Merrill Disclosure Solutions | May 19, 2014


Abstracted from: Reviewing The SEC's Review Process: 10-K Comment Letters And The Cost Of Remediation
By: Prof. Cory Cassell, Lauren Dreher, and Prof. Linda Myers
Sam M. Walton College of Business, University of Arkansas
Accounting Review, Vol. 88, No. 6, Pgs. 1875-1908

What is the SEC's duty as a critic?  How do the factors considered by the SEC - when it does its triennial review of public companies' 10-K filings - affect the probability of it issuing a comment letter? To answer this question, accounting professors Cory Cassell and Linda Myers, with doctoral candidate Lauren Dreher, focused on comment letters issued in 2004-2009 to companies with assets of at least $1 million. Under Section 408(a) of the Sarbanes-Oxley Act, the SEC must review every registrant's Form 10-K at least every third year and send a comment letter if the 10-K is either materially deficient or unclear. Although the SEC does not divulge its standards for choosing review targets, Sarbanes-Oxley Section 408(b) specifies factors to consider. It also allows the SEC to add any others the regulators deem relevant.
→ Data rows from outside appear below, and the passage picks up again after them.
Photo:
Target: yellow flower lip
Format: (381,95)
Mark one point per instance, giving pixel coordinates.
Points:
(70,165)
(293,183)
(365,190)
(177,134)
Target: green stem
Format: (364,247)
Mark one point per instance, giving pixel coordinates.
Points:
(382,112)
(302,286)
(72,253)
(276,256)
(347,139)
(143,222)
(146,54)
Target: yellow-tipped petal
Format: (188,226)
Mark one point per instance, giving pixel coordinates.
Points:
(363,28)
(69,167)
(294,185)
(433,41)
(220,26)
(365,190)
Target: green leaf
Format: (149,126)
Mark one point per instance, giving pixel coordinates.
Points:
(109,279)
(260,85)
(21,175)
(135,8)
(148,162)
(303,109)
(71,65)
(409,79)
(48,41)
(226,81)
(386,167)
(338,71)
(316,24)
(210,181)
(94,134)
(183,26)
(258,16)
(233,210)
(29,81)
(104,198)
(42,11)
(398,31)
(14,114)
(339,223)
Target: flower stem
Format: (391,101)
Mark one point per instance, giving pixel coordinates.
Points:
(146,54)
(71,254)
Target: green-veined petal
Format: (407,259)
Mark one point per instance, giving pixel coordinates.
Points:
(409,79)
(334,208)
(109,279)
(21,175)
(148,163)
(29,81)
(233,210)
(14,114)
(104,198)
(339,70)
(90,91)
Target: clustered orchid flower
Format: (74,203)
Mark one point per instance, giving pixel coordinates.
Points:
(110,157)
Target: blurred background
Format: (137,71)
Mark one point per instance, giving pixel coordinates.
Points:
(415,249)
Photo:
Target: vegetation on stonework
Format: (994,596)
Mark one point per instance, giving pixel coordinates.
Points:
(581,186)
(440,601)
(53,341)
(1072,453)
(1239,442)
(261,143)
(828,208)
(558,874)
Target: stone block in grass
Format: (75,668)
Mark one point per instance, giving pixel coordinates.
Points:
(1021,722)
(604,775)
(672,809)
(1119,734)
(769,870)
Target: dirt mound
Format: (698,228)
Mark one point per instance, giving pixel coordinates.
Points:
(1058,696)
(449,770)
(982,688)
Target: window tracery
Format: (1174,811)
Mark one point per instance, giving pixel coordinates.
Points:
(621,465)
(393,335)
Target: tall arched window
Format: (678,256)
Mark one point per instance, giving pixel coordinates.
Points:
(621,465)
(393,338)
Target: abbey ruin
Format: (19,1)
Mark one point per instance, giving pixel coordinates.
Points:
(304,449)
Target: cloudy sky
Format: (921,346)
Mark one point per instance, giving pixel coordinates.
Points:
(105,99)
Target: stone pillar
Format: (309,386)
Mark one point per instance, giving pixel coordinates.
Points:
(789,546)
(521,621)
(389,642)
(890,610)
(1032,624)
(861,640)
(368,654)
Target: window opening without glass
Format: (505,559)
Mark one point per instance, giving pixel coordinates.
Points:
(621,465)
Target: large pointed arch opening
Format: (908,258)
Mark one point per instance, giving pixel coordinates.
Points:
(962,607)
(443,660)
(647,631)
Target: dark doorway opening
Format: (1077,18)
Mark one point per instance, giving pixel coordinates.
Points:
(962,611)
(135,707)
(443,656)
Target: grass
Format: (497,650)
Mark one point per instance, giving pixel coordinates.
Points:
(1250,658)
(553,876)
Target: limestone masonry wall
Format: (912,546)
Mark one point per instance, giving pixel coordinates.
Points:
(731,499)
When does a 10-K review lead to a comment letter?  Three of the factors specified in Section 408(b) - the issuance of a financial restatement, higher stock volatility, and greater market capitalization - increase the likelihood of receiving a comment letter, the authors discovered. Having an auditor that the Public Companies Accounting Oversight Board must inspect yearly - a Big 4 or a second-tier firm - and using outside financing decrease the likelihood. There is some correlation between receiving a comment letter and showing several corporate traits: weaker corporate governance, greater age, disclosure of losses, greater chance of bankruptcy, and greater M&A involvement. Of the companies in the study, anywhere from 23% to 37% annually did not receive a comment letter during the three-year review cycles that ended in their 2006-2009 fiscal years.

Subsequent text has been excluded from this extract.